If you alert when “Average Latency > 100ms”, you will wake up the on-call engineer for a single blip. The Mean suggests the system is broken (375ms), while the Median correctly tells you the system is healthy for the typical user (21ms).

[!IMPORTANT] P99 (99th Percentile): This is the value below which 99% of requests fall. In our sorted list, the max value (2500ms) represents the experience of the “unluckiest” user.
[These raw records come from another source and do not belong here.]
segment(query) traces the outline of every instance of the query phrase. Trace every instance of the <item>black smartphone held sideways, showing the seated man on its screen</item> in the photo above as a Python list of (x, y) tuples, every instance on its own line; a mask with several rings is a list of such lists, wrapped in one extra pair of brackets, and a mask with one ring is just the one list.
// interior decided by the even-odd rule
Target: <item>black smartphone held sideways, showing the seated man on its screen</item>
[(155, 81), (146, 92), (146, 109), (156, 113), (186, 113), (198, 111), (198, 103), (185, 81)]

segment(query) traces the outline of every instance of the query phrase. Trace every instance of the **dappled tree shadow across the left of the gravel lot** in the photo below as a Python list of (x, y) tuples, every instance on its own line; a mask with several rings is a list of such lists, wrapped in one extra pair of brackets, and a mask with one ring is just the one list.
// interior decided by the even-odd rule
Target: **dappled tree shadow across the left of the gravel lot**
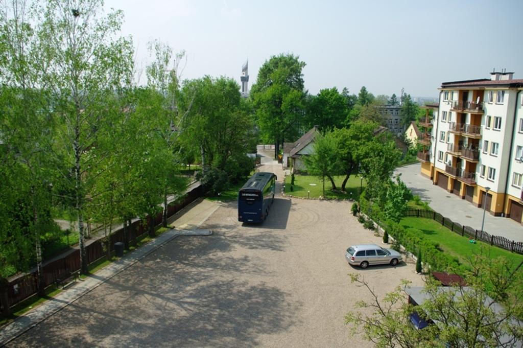
[[(252, 232), (262, 237), (263, 232)], [(256, 280), (270, 274), (262, 261), (236, 253), (240, 248), (283, 248), (285, 237), (266, 234), (261, 243), (241, 230), (176, 238), (13, 344), (259, 345), (260, 336), (297, 324), (293, 313), (302, 306), (290, 300), (291, 294)], [(252, 276), (241, 279), (244, 274)]]

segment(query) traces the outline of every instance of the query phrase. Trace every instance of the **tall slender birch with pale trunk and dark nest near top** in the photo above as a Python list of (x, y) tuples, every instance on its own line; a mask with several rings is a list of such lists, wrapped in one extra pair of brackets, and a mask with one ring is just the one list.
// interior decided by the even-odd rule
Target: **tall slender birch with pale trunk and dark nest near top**
[[(133, 48), (129, 38), (118, 37), (123, 15), (104, 14), (101, 0), (63, 3), (49, 0), (42, 11), (39, 35), (46, 43), (45, 55), (52, 57), (46, 80), (56, 99), (54, 153), (74, 173), (63, 174), (74, 187), (82, 273), (87, 273), (85, 210), (88, 194), (99, 176), (102, 162), (118, 149), (105, 142), (113, 124), (108, 113), (115, 93), (130, 85)], [(103, 145), (108, 144), (107, 148)]]

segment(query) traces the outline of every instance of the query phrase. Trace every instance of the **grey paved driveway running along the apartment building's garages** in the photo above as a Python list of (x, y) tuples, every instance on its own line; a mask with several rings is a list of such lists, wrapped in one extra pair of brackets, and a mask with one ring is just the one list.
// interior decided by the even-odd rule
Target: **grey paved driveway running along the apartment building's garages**
[[(405, 185), (415, 195), (420, 196), (425, 201), (429, 201), (430, 207), (441, 215), (450, 218), (454, 222), (480, 230), (483, 209), (476, 208), (468, 201), (448, 193), (437, 185), (433, 185), (430, 179), (419, 173), (420, 166), (419, 163), (406, 165), (397, 169), (396, 174), (401, 173), (401, 178)], [(510, 240), (523, 242), (523, 226), (512, 219), (495, 217), (487, 212), (485, 214), (484, 230), (490, 234), (502, 235)]]

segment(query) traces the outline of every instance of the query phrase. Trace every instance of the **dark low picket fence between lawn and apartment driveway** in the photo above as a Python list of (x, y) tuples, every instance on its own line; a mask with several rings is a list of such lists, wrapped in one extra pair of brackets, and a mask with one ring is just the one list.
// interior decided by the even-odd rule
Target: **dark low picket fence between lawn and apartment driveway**
[(462, 226), (458, 222), (453, 222), (451, 219), (442, 216), (436, 211), (410, 208), (405, 212), (405, 216), (433, 219), (441, 223), (442, 226), (445, 226), (452, 232), (456, 232), (462, 236), (466, 235), (470, 239), (480, 240), (490, 245), (499, 246), (499, 248), (503, 248), (514, 253), (523, 254), (522, 242), (511, 241), (505, 237), (502, 237), (501, 235), (492, 235), (485, 231), (475, 230), (470, 226)]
High-performance systems optimize for P99 to ensure everyone has a fast experience, not just the average user.

6. Implementation

We provide implementations in Python (for Data Science), Java, and Go (for Systems Engineering).

import java.util.Arrays;
import java.util.HashMap;
import java.util.Map;

public class CentralTendency {
    public static void main(String[] args) {
        int[] data = {20, 22, 21, 19, 23, 20, 2500};

        // 1. Mean
        double sum = 0;
        for (int x : data) sum += x;
        double mean = sum / data.length;
        System.out.printf("Mean:   %.2f ms%n", mean);

        // 2. Median
        Arrays.sort(data);
        double median;
        if (data.length % 2 == 0) {
            median = (data[data.length/2] + data[data.length/2 - 1]) / 2.0;
        } else {
            median = data[data.length/2];
        }
        System.out.printf("Median: %.2f ms%n", median);

        // 3. Mode
        Map<Integer, Integer> frequencyMap = new HashMap<>();
        int maxCount = 0;
        int mode = data[0];

        for (int x : data) {
            int count = frequencyMap.getOrDefault(x, 0) + 1;
            frequencyMap.put(x, count);
            if (count > maxCount) {
                maxCount = count;
                mode = x;
            }
        }
        System.out.println("Mode:   " + mode + " ms");
    }
}

package main

import (
	"fmt"
	"sort"
)

func main() {
	data := []float64{20, 22, 21, 19, 23, 20, 2500}

	// 1. Mean
	sum := 0.0
	for _, x := range data {
		sum += x
	}
	mean := sum / float64(len(data))
	fmt.Printf("Mean:   %.2f ms\n", mean)

	// 2. Median
	sort.Float64s(data)
	var median float64
	mid := len(data) / 2
	if len(data)%2 == 0 {
		median = (data[mid-1] + data[mid]) / 2.0
	} else {
		median = data[mid]
	}
	fmt.Printf("Median: %.2f ms\n", median)

	// 3. Mode
	counts := make(map[float64]int)
	maxCount := 0
	var mode float64
	for _, x := range data {
		counts[x]++
		if counts[x] > maxCount {
			maxCount = counts[x]
			mode = x
		}
	}
	fmt.Printf("Mode:   %.0f ms\n", mode)
}

7. Deep Dive: The Geometric Mean

The Arithmetic Mean works for additive data (e.g., height, weight). But what about growth rates?

If your investment grows by 10% in Year 1 and drops by 10% in Year 2:

Year 1 Multiplier: 1.10
Year 2 Multiplier: 0.90
Arithmetic Mean: (1.10 + 0.90) / 2 = 1.00 (0% change).

But in reality: $100 * 1.10 * 0.90 = $99. You lost money!

For multiplicative processes, we use the Geometric Mean: Formula: μ_geo = (x₁ * x₂ * … * x_n)^1/n

Geometric Mean: sqrt(1.10 * 0.90) = sqrt(0.99) ≈ 0.995 (-0.5% return), which correctly reflects reality.